The realignment plan, part of a two-year revitalization effort, combines some of the university’s colleges and departments but does not cut jobs, school officials said. Among the changes:
- Create a new College of Health and Human Services, housing the new Department of Human Services and Community Leadership, comprising Communication Disorders and Sciences, Family and Community Services programs and related teacher education programs, Health Promotion, Kinesiology/Recreation Administration, Military Science, and the Dietetics and RN to Bachelor of Science in Nursing programs.
- Combine and rename the College of Arts and Humanities and the College of Sciences to the College of Liberal Arts and Sciences, which will house the new unified School of Communication and Journalism and a new School of the Arts (Music, Art and Design*, and Theatre), alongside the Biology, Chemistry, Economics, Geology/Geography, English, Foreign Language, History, Mathematics and Computer Science, Philosophy, Physics, Political Science, Psychology, and Sociology/Anthropology/Criminal Justice departments.
- Rename the College of Education and Professional Studies to the College of Education, which will include the renamed School of Extended Learning (Bachelor of General Studies program, Lifelong Learning, and Non-Credit programming); the Office of Education and Student Services; and the Counseling and Student Development, Educational Leadership, Special Education, and the Teaching, Learning and Foundation departments.

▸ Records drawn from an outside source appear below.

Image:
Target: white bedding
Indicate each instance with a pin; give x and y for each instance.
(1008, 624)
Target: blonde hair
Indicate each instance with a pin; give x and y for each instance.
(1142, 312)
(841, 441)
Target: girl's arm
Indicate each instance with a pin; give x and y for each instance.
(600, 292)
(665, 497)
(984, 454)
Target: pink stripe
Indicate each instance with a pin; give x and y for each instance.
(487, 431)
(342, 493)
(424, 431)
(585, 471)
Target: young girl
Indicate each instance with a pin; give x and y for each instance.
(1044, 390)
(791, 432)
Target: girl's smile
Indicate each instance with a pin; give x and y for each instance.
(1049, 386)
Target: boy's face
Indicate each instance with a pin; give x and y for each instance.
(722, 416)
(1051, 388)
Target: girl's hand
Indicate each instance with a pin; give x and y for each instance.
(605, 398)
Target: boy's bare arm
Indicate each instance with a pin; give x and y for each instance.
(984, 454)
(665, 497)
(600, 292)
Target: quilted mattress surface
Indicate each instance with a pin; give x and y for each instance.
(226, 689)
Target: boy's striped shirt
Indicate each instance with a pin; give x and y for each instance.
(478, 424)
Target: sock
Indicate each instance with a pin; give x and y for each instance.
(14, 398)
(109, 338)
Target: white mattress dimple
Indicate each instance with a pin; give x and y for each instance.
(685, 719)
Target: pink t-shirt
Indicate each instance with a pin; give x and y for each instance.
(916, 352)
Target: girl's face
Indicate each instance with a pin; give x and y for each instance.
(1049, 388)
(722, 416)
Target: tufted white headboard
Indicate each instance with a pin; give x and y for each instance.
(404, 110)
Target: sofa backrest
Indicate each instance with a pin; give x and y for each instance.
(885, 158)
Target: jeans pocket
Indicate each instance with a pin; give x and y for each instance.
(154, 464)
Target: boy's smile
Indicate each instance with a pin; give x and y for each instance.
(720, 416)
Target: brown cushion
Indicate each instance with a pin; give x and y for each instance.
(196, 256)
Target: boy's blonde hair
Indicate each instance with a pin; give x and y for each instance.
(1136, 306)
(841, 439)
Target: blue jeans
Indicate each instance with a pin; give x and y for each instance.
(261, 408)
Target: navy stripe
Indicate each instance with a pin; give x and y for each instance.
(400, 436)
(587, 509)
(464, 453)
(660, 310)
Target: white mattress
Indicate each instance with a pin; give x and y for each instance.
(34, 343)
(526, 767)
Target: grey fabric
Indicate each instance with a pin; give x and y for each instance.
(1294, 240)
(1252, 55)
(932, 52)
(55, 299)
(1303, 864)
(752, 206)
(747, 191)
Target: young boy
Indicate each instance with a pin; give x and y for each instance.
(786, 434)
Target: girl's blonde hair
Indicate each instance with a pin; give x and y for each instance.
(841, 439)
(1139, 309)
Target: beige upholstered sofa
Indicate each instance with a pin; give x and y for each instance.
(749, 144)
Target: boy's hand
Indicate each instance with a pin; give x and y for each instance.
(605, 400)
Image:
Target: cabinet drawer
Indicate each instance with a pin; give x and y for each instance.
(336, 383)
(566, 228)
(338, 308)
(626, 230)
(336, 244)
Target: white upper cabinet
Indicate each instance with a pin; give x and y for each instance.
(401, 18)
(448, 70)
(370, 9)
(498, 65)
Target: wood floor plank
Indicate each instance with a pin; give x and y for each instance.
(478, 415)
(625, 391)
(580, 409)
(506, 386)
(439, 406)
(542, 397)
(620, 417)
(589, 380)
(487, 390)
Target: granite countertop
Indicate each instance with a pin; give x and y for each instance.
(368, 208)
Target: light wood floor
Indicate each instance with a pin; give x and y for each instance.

- Eliminate the Center for Academic Technology Services and reassign staff to ITS, Web Services, and the FDIC based on area of expertise.
Administrators hope the changes will improve enrollment, which has slumped in recent years.
“Students enroll at universities that have outstanding programs, and that's what we have here at Eastern,” said provost Jay Gatrell. “This is a way to organize and celebrate what we're already doing, but also create a foundation for new programs to develop, whether that's in health and human services, business and technology, education, or the College of Liberal Arts and Sciences."
Board chair Timothy Burke said the school is expecting an increase in the number of incoming freshmen this fall.
“The freshman enrollment is up 29 percent for this fall,” Burke said. “That is a huge improvement.”
Also during the meeting, university President David Glassman announced plans to raise the pay of administrative and professional staff and civil service employees at the university by one percent.
“That one percent increase has been part of the developed budget proposal that was submitted today and reviewed by the Board of Trustees,” Glassman said. “The trustees have provided their support in this endeavor for us to move forward with that.”